La tecnica costruttiva è relativamente semplice: si parte dal piede, ovvero di solito due file parallele di pietre di grossa dimensione, spesso collocate poco sotto al piano di calpestio, per essere poi parzialmente ricoperte dalla terra. Sul piede poggiano gli strati successivi di pietre, senza alcuna aggiunta di leganti. Gli spazi vuoti vengono progressivamente riempiti con materiale più fine. Raggiunta l’altezza desiderata, il muretto viene chiuso con il cappello, costituito da pietre più squadrate, a formare un livello omogeneo.
Il dimensionamento e posizionamento della base del muretto a secco è logicamente l’elemento chiave della sua stabilità, e quindi della sua durata. Le condizioni locali, prime fra tante la pendenza del versante e la sua stabilità intrinseca, possono far variare enormemente la scelta ottimale, ma in linea di massima si considera uno spessore delle fondazioni di circa 50 cm per muri da 1,5 m di altezza, 70 cm per un’altezza tra 2 e 3 m e 80-100 cm se si superano i 3 m.

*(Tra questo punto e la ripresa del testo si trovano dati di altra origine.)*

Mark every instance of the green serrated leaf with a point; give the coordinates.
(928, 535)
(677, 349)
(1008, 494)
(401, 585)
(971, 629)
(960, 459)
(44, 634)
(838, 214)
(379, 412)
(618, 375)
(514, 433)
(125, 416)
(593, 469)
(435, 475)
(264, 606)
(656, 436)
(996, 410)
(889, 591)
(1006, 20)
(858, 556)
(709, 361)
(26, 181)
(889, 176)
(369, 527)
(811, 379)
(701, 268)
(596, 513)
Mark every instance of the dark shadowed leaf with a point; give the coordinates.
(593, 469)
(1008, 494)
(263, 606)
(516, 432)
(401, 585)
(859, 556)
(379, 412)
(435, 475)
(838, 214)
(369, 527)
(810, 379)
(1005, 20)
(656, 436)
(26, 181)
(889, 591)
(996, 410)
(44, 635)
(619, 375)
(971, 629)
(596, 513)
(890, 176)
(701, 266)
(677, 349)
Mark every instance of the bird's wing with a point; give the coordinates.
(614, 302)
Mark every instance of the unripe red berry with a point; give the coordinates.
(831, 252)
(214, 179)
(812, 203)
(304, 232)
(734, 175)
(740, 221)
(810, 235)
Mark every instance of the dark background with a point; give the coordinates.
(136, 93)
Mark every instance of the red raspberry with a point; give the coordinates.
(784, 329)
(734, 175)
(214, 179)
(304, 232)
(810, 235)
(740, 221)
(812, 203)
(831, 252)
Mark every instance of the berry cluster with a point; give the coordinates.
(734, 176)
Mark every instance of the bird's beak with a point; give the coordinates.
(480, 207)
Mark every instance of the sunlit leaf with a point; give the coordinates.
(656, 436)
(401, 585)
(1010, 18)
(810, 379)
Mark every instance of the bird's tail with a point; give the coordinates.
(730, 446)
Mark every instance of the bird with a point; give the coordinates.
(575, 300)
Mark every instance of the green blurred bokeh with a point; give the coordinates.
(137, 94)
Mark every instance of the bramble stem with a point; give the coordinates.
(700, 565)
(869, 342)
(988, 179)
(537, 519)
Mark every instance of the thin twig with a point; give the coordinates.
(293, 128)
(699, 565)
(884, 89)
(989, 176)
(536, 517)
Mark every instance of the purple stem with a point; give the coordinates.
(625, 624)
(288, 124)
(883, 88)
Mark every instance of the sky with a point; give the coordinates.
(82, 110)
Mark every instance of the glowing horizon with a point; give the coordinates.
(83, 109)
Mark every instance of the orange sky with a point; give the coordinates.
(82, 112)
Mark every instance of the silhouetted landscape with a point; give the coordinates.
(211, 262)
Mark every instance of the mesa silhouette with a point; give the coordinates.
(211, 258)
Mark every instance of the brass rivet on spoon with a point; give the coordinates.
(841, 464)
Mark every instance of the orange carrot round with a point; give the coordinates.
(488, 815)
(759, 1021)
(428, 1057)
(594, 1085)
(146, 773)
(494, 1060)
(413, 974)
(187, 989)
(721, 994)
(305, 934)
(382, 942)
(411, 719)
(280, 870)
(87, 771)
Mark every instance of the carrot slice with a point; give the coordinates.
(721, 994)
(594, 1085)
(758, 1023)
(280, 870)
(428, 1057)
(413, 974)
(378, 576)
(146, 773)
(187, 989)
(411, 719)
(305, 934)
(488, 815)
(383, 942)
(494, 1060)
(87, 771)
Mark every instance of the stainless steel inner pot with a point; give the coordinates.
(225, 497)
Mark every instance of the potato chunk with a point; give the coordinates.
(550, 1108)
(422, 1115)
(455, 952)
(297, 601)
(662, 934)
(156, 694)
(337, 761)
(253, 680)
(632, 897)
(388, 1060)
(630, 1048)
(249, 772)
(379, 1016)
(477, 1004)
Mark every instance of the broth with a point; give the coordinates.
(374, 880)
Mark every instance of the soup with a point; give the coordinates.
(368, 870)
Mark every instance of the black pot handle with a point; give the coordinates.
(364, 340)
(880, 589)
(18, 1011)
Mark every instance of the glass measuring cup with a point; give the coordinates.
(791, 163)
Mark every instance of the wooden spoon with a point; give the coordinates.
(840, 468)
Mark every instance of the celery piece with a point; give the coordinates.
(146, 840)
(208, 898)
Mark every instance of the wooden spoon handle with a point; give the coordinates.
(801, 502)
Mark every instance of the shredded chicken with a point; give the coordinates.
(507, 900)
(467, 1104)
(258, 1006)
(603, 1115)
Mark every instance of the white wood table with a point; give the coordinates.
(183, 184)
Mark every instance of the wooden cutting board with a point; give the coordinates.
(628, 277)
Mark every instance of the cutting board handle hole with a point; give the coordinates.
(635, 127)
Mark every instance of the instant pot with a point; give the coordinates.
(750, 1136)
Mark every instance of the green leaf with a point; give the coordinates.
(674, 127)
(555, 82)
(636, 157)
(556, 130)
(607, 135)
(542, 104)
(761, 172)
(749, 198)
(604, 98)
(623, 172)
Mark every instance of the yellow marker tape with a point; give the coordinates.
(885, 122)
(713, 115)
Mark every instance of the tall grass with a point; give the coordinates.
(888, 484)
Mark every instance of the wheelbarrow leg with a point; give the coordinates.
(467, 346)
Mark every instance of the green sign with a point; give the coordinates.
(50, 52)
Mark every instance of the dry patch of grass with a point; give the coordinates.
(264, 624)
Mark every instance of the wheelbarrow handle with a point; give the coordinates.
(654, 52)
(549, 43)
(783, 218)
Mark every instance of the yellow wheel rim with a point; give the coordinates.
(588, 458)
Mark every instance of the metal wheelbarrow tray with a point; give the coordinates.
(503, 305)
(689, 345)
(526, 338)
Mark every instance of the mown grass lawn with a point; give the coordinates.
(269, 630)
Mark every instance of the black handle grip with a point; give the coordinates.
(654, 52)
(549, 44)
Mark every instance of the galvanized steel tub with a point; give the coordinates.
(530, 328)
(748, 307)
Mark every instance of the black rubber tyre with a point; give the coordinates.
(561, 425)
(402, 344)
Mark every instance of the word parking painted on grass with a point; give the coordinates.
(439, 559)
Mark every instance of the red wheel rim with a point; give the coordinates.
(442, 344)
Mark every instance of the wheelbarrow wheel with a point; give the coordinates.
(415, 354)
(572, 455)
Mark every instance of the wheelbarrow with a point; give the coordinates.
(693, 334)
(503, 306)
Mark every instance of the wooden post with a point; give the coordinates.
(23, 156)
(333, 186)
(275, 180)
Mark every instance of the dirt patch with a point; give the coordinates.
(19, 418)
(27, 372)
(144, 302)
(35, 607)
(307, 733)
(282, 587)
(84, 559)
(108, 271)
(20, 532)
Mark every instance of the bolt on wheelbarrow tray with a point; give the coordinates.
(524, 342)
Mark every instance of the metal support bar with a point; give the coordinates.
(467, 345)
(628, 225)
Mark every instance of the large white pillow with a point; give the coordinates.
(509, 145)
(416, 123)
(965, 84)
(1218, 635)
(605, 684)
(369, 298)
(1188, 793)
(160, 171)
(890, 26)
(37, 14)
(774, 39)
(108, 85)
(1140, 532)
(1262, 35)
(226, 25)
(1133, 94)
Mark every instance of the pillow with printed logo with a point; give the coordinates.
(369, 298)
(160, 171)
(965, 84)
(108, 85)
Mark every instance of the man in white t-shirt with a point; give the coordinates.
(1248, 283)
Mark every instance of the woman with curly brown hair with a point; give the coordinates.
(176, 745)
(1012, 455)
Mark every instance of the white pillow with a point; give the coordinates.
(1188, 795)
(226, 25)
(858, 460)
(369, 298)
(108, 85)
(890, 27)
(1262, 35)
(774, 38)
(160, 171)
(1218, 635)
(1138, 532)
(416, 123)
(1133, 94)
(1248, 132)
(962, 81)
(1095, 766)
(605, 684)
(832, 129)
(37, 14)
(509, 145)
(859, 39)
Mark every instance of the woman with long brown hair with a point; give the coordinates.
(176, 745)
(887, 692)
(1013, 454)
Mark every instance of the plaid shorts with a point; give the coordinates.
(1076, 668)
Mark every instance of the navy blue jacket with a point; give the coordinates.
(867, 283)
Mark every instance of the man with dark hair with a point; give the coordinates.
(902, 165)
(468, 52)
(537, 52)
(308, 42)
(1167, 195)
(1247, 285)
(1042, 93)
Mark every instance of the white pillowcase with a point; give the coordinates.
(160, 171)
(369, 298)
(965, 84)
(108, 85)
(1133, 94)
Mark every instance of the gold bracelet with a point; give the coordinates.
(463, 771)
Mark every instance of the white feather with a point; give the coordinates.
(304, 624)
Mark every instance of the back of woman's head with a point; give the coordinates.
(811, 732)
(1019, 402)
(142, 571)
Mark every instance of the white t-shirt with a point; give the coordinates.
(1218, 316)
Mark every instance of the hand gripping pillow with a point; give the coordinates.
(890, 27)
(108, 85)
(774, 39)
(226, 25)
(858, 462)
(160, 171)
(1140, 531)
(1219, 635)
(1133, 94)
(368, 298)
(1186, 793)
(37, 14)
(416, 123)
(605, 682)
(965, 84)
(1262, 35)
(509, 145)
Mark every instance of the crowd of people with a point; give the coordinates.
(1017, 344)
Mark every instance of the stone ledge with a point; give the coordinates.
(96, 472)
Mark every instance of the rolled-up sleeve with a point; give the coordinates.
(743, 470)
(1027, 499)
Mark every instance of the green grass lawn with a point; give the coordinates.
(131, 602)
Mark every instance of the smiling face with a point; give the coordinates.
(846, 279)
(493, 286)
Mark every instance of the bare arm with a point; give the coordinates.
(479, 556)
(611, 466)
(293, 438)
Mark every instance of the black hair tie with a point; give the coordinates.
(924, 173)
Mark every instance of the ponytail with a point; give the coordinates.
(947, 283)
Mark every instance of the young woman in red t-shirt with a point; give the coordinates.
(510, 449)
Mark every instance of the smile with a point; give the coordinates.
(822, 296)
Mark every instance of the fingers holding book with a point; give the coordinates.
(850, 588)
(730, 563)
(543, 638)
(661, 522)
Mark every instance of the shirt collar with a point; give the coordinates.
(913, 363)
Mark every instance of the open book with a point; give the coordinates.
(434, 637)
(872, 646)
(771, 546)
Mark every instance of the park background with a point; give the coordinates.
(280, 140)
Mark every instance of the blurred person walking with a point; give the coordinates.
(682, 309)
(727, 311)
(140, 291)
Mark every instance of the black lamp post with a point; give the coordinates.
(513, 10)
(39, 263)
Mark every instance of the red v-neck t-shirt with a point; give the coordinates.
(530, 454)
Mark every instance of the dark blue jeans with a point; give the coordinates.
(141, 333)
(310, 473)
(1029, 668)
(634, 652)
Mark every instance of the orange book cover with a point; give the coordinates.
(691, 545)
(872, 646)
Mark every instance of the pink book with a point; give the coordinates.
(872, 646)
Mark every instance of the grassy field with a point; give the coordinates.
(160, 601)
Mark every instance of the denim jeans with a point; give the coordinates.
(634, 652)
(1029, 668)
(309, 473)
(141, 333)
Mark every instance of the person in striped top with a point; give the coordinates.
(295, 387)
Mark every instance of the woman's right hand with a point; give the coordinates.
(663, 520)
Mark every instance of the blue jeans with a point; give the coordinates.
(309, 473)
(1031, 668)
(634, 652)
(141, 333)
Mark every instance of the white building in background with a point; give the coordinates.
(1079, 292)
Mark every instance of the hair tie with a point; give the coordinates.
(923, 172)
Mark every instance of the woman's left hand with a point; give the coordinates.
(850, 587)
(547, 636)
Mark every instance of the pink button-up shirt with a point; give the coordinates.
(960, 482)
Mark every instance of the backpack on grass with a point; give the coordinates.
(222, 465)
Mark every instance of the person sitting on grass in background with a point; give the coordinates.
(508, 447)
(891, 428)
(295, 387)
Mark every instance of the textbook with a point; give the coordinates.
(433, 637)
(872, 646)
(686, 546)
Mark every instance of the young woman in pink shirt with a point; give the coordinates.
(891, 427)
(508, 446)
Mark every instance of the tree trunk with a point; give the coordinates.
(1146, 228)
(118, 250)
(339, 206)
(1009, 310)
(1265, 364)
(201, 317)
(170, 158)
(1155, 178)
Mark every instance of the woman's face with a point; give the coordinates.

Numerosi sono anche i progetti di ricerca che si sono sviluppati su questo tema: il progetto InTERRACED - NET (Strategie Integrate E Reti Per La Conservazione E La Valorizzazione Del Paesaggio Terrazzato Transfrontaliero 2019-2022) recentemente concluso, finanziato nell’ambito del programma Interreg V-A Italia-Svizzera 2014-2020 e articolato sull’attività di 9 partner (7 italiani e 2 svizzeri), ha proposto una strategia di recupero funzionale, integrata tra governance di tutela, valorizzazione di un patrimonio immateriale di conoscenze e saperi antichi e proposte fruitive innovative.